KEY IDEA: Seventy million Americans have a medical device implanted within their body. “When it comes to medical devices, we built a system that doesn’t work,” David Kessler, the former FDA commissioner, said in The Bleeding Edge. The disturbing truth is that, despite so many people relying on such implants, the medical device industry is very weakly regulated.
One of the most powerful and rapidly growing participants in this burgeoning economic network is the medical device industry. Generating estimated revenues of more than $ 136 billion in the US in 2014, the implantable-device industry is even more lucrative for many of its component companies than the highly profitable pharmaceutical industry. Operating-profit margins for the largest companies include 30.0 percent for Zimmer Biomet (artificial joints), 28.6 percent for Medtronic, 25.8 percent for St. Jude Medical, and 23.1 percent for Stryker (orthopedic implants). Johnson & Johnson’s device division squirreled away $ 7.2 billion in profits in 2012, while Medtronic pulled down $ 3.6 billion in profits that year.
In 2015, approximately sixteen thousand deaths associated with medical devices were reported to the FDA . And a Government Accountability Office analysis found that 99 percent of device-related “adverse events” are never reported to the FDA and that the “more serious the event, the less likely it was to be reported.” Based on the GAO analysis, that means medical devices could have been associated with as many as 1.6 million deaths in 2015 . Even if only 1 to 10 percent of those deaths were caused by a device, that means between 16,000 and 160,000 people may have been killed by devices, making medical devices one of the leading causes of death in the US.
Walmart tracks every single head of lettuce it buys and sells and can determine how many heads of lettuce are on its shelves at any given moment, yet no one— not the FDA, not Brookings, not anyone— can say how many people are dying because of implanted medical devices. It’s a black hole.
The Bleeding Edge, a new documentary that premiered at the TriBeCa Film Festival in New York City and is set to be released on Netflix this summer, is all about the $400 billion unregulated medical device industry.
Many doctors have virtually no clue how badly regulated these products are when companies are promoting them. Companies have learned how to exploit a host of loopholes, especially in 510(k) and Premarket Approval routes for FDA approval, for getting medical devices on the market at just a fraction of the stringent rules required.

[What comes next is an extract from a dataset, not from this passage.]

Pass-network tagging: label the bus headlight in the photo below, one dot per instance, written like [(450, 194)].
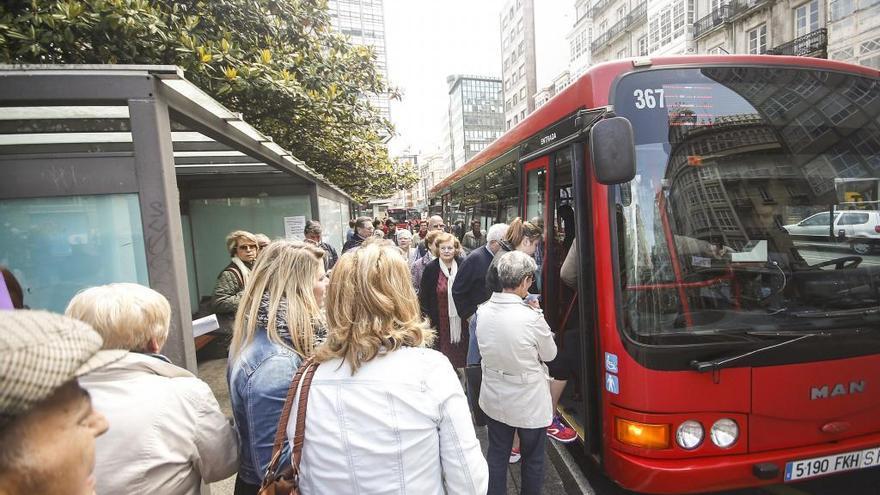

This isn’t just a problem local to a few devices; rather, it’s a systemic problem. “It’s everyone who is exposed to devices, from birth to death,” producer Amy Ziering told The Daily Beast. “If you’ve ever had an x-ray, or you wear contact lenses to see, this is for you. Devices are us, and our world will continue to use more of these. There’s an issue here that actually puts our lives in peril.”
This is clearly a case of profit driving dangerous practices. The FDA is supposed to protect consumers, but lobbying by top medical device companies has prevented any new regulation. So, if you’re getting a medical device the rule of thumb seems to be luck over science.